Udało nam się wreszcie rozszerzyć nasz zespół o doświadczonych ludzi. Również w tym artykule chciałbym przywitać naszych nowych kolegów: Andrea Tesáková (Head of Localization), Peter Kleinedler (Head of Marketing), Tomáš Růžička (Country Manager na rynek czeski) i Paweł Bilczyński (Country Manager na rynek polski). Trzymam Wam kciuki!
Dlatego chciałbym teraz podzielić się z wami kilkoma praktycznymi wskazówkami:
- Jeśli chcecie iść dalej do przodu lub macie uczucie stagnacji, wypróbujcie doradztwo i pozwólcie się zainspirować.
- Unikajcie fatalnych „wannabe“ konsultantów i mentorów, których wyniki i referencje nie są niczego warte.

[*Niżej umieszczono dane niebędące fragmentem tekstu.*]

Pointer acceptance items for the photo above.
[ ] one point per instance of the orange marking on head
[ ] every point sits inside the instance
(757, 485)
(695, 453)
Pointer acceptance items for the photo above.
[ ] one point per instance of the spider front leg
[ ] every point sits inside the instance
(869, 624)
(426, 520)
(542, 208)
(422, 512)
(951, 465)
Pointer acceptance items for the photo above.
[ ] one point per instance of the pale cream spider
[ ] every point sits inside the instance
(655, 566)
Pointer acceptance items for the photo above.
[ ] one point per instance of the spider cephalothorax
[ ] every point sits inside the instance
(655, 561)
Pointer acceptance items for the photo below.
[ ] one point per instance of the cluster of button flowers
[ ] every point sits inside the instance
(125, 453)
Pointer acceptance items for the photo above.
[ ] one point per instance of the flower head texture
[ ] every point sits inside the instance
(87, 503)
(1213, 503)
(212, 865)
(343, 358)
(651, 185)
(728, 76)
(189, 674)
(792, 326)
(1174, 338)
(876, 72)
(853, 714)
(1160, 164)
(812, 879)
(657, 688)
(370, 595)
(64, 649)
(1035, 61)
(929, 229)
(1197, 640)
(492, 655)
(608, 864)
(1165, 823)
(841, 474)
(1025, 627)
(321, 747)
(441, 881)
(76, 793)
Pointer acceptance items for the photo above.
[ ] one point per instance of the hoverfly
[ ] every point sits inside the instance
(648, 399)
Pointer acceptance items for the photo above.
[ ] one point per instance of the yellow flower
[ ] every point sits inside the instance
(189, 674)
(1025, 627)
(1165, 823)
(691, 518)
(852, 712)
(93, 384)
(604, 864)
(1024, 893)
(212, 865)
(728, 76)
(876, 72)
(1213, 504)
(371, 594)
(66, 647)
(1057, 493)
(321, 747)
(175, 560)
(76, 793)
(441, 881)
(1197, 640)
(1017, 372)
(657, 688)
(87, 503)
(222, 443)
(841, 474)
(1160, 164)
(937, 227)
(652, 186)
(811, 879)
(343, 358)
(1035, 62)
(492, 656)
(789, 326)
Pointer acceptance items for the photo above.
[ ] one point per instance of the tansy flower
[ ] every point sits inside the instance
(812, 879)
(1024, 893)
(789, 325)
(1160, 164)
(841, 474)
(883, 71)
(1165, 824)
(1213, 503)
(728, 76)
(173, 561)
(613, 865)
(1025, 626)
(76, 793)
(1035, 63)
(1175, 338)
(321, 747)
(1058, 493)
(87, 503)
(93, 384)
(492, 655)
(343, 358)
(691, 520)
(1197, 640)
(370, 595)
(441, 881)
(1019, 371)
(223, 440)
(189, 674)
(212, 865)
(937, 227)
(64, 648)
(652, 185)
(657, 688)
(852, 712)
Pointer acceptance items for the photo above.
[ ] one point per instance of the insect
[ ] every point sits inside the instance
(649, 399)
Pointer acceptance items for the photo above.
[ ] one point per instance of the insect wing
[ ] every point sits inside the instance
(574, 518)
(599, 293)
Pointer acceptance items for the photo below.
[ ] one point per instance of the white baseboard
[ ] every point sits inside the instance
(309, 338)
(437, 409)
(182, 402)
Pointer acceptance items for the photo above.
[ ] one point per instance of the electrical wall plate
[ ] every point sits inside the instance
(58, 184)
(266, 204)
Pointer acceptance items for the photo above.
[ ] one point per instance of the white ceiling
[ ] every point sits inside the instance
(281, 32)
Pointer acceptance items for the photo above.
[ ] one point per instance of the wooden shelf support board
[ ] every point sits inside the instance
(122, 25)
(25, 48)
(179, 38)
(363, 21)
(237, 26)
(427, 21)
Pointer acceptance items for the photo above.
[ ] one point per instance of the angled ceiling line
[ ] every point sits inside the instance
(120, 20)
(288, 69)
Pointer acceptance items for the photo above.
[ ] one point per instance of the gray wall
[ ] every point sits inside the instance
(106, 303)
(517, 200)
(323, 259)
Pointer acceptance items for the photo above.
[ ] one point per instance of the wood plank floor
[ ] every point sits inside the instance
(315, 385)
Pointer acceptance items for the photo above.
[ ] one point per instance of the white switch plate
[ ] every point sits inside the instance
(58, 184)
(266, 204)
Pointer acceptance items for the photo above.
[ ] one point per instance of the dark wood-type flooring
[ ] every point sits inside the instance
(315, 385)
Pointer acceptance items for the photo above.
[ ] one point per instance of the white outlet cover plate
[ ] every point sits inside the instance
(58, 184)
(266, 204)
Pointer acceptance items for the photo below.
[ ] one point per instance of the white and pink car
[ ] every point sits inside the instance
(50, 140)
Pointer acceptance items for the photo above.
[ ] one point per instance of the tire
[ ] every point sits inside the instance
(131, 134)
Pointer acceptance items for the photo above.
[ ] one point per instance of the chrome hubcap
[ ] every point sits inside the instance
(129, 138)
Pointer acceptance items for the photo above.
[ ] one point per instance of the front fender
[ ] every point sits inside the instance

- Uczcie się od ludzi odnoszących jeszcze większe sukcesy niż Wy. Wiem, obrót to nie wszystko, ale na przykład przy wyborze mentora weźcie pod uwagę dane finansowe z takich źródeł jak słowacki Finstat.
- Radzę nie zapomnieć jeszcze o jednej równie ważnej rzeczy. Zastanówcie się jaki biznes prowadził lub prowadzi Twój potencjalny mentor? Czy istnieją jakiekolwiek podobieństwa w Waszych działalnościach? Zdaję sobie sprawę, że są na to różne opinie, ale z własnego doświadczenia wiem, że przeniknięcie do danego sektora biznesu jest przy doradztwie kluczowe.
Kilka liczb i plany
Nasz roczny przychód wzrósł z 4,31 mil. na około 6,36 mil. pln, co oznacza 53% wzrostu rok do roku. W tym roku mamy w planie uzyskanie 11,35 mil. obrotu.
Mamy w zespole ponad 50 kolegów i spodziewamy się przybycia jeszcze około 20 nowych – jeśli czujesz, że masz szansę, odezwij się do mnie. Nawiasem mówiąc, obecnie szukamy na przykład senior managera call center.
Obecnie mamy 14 aktywnych punktów zbiorczych w Europie i obsługujemy klientów w 10 językach. Mam nadzieję, że w najbliższym czasie wykorzystamy w pełni również silny potencjał Ukrainy. Mamy już za sobą pierwsze działania związane z otwarciem naszych usług w Grecji. Naszym celem pozostaje więc zbudowanie kompletnej infrastruktury dla całej Europy w ciągu najbliższych 2-3 lat.
Niech rok 2021 upłynie pod znakiem dalszego wzrostu i ekspansji.
Na koniec życzę wszystkim z głębi serca udanego i dobrze przeżytego 2021 roku. Będzie dobrze, zobaczycie!